The Book of Salt by Monique Turong was an amazing read. The author wove a story from a few lines in The Alice B. Toklas Cook Book which describes the Indochinese cook that worked for her and Gertrude Stein in 1930’s Paris.
The book begins as Binh is deciding whether to return to his native Vietnam after having worked for 5 years for “my Mesdames” as he calls Stein and Toklas and then takes us through his troubled and pathetic life as a homosexual who was banished from his poor home in Vietnam by his evil father. Along the way – he works in the “royal household” of the ruling French, as a shiphand on an oceanliner and eventually as the cook to one of the most renowned couples in Paris at that time.
Truong carries so many themes throughout the book: homosexuality (both of Binh and his lover “Sweet Sunday Man” (who also happens to be an American exile with some negro blood) and the deep love between Stein and Toklas; the plight of being an invisible servant in which your whole life is spent by people looking right through you; family dynamics (Binh has a very strong relationship with his mother who in her own right is rebellious against the all-powerful patriarch of the family); food and the joys that it can bring (Binh’s descriptions of the preparation of the meals are amazing) and lastly the condition of being an exile.

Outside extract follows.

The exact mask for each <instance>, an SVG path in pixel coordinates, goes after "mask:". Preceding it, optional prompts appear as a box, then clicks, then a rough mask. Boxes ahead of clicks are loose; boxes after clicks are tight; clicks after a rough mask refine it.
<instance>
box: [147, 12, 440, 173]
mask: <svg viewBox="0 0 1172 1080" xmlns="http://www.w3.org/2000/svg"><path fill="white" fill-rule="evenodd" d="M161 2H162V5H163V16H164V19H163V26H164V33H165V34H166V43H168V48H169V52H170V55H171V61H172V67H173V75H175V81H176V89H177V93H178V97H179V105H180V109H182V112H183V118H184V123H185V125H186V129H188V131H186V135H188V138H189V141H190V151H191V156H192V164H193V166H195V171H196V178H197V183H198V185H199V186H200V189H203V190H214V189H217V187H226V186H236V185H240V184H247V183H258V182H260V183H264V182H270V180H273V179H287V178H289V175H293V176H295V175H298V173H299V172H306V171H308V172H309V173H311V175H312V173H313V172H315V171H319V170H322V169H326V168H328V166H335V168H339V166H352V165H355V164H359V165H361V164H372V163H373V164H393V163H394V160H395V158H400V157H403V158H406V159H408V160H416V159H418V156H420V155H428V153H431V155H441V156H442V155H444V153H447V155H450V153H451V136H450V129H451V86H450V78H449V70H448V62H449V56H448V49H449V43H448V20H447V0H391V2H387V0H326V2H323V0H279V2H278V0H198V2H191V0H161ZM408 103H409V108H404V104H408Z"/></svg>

I thought this book would be much more focused on Stein and Toklas but while the author gave a very clear picture of their life which was centered around their “salon” in which all the intelligentsia of the times – painters (Picasso), writers (Hemingway) – gathered on a weekly basis, she did not go into much detail about who Gertrude Stein was and why she became famous. I did think it was brilliant of Truoung to use Stein and Toklas as the counter-relationship to Binh because she was able to compare and contrast the fate of two outcasts and how one was the center of society while the other spent their life invisible and pathetic.
The writing was flowery, sensual and beautiful and Truong always kept your interest by using a flashback style to weave back and forth between the current time and Binh’s life. So, take a break from your neo-Nazi, right-wing politics, frat boy books and pick up this beatifully, written piece of literature.